On Expressive Power of Quantized Neural Networks under Fixed-Point Arithmetic
Yeachan Park, Sejun Park, Geonho Hwang
TL;DR
This work studies the expressive power of quantized neural networks operating with fixed-point arithmetic. It provides a necessary condition and a sufficient condition for universal representation, showing that rounded versions of many practical activations (e.g., Sigmoid, ReLU, ELU, SoftPlus, SiLU, Mish, GELU) enable universal representation under appropriate fixed-point schemes, with the identity activation also useful due to rounding nonlinearity. The authors extend these results to networks with binary weights and analyze the size of networks needed to represent fixed-point functions; they also compare fixed-point quantized networks to floating-point results, and discuss approximations of continuous functions within this framework. Central to the approach is constructing indicator functions over quantized cubes to build a universal representator, and quantifying the parameter counts and conditions under which the construction succeeds. Overall, the paper clarifies when and how quantized networks can approximate arbitrary fixed-point mappings, bridging theory with practical low-precision neural-net implementations.
Abstract
Existing works on the expressive power of neural networks typically assume real parameters and exact operations. In this work, we study the expressive power of quantized networks under discrete fixed-point parameters and inexact fixed-point operations with round-off errors. We first provide a necessary condition and a sufficient condition on fixed-point arithmetic and activation functions for quantized networks to represent all fixed-point functions from fixed-point vectors to fixed-point numbers.

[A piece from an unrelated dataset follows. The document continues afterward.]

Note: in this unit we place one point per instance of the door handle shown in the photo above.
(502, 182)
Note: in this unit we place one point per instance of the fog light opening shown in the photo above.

Then, we show that various popular activation functions satisfy our sufficient condition, e.g., Sigmoid, ReLU, ELU, SoftPlus, SiLU, Mish, and GELU. In other words, networks using those activation functions are capable of representing all fixed-point functions. We further show that our necessary condition and sufficient condition coincide under a mild condition on activation functions: e.g., for an activation function $σ$, there exists a fixed-point number $x$ such that $σ(x)=0$. Namely, we find a necessary and sufficient condition for a large class of activation functions. We lastly show that even quantized networks using binary weights in $\{-1,1\}$ can also represent all fixed-point functions for practical activation functions.